I understand and appreciate these replies.
However, I feel like for me being gay isn’t just something that is a part of my identity. Growing up in my household I am unable to express my personality, listen to the music I want, wear certain clothes, watch certain movies or even decorate my room how I want because my parents think its “too gay” because of this I feel that living this kind of “double life” has made me resilient, empathetic to other minority groups, understanding, and given me the ability to look past the hatred and find good things in others. These are qualities that I want to convey to colleges - not who I want to date. But these qualities come from the circumstances of my household and are therefore linked to me being gay.

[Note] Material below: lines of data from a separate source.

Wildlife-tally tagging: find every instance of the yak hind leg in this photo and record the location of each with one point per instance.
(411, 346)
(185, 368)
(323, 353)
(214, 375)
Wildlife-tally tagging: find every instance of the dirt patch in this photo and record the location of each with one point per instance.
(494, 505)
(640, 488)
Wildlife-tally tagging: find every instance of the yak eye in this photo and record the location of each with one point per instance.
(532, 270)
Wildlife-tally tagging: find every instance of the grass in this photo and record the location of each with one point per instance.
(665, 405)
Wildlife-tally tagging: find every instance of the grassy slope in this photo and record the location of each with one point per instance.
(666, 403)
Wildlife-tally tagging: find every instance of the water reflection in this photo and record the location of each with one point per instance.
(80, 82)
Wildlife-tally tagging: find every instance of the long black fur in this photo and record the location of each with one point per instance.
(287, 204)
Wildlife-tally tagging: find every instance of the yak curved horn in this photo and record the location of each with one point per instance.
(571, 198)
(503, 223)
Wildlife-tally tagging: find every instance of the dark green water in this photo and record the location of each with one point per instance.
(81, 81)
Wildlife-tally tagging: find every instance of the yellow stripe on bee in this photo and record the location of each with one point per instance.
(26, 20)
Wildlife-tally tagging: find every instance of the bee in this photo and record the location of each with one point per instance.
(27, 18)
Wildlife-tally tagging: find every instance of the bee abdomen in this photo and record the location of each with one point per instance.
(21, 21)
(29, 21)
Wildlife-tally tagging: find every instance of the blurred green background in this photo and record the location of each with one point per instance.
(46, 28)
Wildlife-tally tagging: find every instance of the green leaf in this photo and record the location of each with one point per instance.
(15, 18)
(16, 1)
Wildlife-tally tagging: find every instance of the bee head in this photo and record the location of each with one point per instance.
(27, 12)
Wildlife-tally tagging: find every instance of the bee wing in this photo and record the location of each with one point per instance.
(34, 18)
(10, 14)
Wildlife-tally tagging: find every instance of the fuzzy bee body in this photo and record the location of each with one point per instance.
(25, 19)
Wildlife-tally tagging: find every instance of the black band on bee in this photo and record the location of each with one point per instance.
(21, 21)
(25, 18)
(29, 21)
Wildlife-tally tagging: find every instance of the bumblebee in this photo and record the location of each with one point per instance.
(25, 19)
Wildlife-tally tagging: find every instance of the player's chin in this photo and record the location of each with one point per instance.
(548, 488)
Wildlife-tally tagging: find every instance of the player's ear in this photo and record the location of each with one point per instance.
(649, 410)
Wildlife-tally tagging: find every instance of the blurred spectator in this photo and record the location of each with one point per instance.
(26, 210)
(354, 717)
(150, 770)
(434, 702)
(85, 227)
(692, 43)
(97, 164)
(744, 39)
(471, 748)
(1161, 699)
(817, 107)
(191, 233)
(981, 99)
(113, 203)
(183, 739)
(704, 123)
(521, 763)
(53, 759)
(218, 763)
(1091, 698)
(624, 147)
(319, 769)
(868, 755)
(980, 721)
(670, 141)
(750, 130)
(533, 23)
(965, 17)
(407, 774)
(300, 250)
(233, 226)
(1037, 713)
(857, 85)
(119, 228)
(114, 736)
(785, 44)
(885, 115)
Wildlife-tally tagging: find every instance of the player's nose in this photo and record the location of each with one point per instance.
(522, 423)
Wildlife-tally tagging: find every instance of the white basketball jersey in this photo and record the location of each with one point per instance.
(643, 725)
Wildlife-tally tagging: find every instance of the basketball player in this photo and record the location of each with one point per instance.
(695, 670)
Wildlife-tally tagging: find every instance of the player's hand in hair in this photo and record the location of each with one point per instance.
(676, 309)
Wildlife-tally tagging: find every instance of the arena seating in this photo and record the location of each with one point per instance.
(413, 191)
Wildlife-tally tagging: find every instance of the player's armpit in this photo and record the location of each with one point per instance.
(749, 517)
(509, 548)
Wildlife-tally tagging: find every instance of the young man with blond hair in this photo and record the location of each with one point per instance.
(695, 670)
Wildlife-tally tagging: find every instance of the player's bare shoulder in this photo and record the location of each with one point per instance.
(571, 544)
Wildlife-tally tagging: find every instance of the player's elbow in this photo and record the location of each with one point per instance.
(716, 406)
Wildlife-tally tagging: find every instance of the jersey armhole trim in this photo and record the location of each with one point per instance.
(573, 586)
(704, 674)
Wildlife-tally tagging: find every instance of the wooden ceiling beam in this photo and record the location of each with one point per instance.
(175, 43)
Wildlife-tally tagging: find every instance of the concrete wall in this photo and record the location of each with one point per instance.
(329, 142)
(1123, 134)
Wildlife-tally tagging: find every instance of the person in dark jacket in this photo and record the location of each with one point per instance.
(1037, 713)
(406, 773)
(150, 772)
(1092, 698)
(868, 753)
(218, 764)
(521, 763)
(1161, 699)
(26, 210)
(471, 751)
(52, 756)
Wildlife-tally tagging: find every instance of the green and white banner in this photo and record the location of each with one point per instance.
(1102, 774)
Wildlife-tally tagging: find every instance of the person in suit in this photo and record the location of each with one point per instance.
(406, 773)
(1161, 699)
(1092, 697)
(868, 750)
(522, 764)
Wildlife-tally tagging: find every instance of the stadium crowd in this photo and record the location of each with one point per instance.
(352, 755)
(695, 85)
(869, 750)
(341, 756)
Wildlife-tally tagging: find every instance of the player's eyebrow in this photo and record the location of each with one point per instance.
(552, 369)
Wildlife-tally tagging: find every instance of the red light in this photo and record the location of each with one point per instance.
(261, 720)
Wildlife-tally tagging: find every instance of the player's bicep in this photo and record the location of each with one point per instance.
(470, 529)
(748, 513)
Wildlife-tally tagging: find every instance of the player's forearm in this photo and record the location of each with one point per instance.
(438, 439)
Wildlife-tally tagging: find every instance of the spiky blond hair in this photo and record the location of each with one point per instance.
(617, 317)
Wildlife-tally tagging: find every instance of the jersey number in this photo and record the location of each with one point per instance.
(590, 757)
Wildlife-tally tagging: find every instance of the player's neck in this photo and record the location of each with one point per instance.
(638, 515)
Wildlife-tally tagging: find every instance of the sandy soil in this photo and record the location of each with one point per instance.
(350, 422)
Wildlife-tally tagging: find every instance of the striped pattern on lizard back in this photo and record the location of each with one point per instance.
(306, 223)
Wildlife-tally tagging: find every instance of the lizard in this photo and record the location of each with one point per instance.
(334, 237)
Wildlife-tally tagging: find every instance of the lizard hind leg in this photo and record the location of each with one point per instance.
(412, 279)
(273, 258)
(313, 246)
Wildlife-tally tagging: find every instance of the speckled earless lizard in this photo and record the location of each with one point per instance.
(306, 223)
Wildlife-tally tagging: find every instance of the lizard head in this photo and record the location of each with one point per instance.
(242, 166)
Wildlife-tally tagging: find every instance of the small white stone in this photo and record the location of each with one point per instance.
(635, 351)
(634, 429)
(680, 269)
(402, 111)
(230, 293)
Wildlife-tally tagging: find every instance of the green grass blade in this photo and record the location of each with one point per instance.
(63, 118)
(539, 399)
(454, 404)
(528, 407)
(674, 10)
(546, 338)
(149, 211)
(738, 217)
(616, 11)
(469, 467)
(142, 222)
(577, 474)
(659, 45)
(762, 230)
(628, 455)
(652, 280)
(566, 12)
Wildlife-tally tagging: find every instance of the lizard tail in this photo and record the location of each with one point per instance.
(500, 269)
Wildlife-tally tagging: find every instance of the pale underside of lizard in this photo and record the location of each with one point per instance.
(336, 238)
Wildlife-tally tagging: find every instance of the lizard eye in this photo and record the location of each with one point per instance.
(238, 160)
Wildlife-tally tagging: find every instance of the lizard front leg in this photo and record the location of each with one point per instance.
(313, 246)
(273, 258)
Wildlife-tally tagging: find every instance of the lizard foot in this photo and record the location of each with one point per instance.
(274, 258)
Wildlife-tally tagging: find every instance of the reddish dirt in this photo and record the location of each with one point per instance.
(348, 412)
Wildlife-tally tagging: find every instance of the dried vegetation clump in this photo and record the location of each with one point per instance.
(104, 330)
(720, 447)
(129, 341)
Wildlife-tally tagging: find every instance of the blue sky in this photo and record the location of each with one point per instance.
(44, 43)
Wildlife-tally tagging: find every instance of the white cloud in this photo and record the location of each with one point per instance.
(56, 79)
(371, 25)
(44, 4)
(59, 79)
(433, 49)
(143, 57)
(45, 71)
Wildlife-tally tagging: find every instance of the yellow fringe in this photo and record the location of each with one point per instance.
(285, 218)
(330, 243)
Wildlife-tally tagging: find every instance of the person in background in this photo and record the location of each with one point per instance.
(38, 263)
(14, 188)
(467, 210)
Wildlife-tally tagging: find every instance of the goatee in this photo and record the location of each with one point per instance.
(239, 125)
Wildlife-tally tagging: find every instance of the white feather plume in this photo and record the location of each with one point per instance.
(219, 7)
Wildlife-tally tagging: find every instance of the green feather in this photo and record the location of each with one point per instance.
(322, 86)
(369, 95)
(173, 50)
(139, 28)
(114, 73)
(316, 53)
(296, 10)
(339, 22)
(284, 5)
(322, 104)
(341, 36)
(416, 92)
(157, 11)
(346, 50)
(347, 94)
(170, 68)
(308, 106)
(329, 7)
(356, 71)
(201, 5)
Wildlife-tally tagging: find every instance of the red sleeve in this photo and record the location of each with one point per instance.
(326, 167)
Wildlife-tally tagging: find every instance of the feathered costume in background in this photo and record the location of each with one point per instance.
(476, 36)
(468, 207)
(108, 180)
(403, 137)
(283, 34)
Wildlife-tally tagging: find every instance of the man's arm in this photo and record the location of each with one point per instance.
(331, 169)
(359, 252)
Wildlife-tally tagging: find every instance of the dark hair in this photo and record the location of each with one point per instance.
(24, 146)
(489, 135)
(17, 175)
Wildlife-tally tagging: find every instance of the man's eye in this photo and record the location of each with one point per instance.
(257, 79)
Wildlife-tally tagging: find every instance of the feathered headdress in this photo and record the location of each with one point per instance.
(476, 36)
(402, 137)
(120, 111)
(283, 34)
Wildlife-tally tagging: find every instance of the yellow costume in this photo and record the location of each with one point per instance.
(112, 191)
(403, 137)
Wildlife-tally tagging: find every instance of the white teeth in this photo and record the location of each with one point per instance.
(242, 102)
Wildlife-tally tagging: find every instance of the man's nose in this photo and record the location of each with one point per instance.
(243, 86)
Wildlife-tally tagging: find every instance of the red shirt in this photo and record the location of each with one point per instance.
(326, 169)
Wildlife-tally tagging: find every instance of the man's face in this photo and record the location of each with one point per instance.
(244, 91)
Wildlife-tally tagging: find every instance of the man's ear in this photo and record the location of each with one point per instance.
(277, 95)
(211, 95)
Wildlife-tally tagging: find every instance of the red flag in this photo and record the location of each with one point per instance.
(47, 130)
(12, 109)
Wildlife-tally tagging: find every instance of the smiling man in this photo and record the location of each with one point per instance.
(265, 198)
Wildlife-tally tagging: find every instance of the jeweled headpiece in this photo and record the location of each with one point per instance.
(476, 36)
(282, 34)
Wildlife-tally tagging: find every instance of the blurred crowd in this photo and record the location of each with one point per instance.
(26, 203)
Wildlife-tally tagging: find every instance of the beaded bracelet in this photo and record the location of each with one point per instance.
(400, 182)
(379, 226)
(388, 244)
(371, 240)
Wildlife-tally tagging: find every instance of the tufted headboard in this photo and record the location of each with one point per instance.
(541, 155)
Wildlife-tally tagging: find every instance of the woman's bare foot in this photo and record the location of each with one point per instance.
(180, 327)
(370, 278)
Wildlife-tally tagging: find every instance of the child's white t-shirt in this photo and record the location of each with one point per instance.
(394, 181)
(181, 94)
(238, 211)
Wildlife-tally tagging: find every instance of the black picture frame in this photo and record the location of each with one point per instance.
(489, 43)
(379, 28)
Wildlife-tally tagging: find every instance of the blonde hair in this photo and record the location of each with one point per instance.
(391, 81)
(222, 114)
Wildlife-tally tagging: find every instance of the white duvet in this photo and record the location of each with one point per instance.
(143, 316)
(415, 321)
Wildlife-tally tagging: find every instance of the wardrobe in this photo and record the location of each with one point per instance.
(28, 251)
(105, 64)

Try writing it and see how it comes out (ask the opinion of people you respect). I probably still wouldn’t do it. It is clear that this is something you want to/need to express, but this may just not be the best forum. It’s nothing to do with being gay, it’s just that the “overcoming obstacles and how it made me a better person” essay may be a bit tired. Once you’re in college, it seems highly likely that you will be able to take classes where these issues and your experience will be highly relevant. Just not sure whether the college application essay is the right place. Maybe write it but sketch out some alternative essays ideas as well and see which you think will be most persuasive to the admissions officers.
What you’d like to write doesn’t make it a winning topic. You don’t get into college because you had a hard luck story. Especially one where you go into detail about, “unable to express my personality, listen to the music I want, wear certain clothes, watch certain movies or even decorate my room how I want…” Adcom’s aren’t looking for that, won’t have their smile moment.
And you can’t just “tell” them you think it’s made you more resilient, etc.
There are a thousand iterations of this theme: a profound disconnect between the values/beliefs/mores of the parents and their offspring. Your topic isn’t really about your specific identity- you could substitute differences in politics / ideology / religion / other factors.
It is genuinely hard to write something that will stand out from the crowd when your topic is so evergreen. Perspective is hard to find for something so close to your heart- and even harder when you are still in the middle of it.
But are they really? if so, why? Imo, those are great qualities in a human- but how does that translate into who are as a member of the college community? OK, it says you are a nice person and won’t be mean to other students- but how have you shown that empathy? what has been the outcome of your finding good things in others?
You say that this is for the supplemental question:
“Tell us about an experience when you dealt with disagreement or conflict around different perspectives within a community.”
But talking about how you grew up in a house that stifled you, and hid part of yourself from a community that was unlikely to accept you does not show how you handled a disagreement or conflict- just how you avoided conflict. Do you have examples of how you have applied the traits you list above to conflict or disagreements.
All those questions are just meant to push your thinking a bit farther - not to be answered here!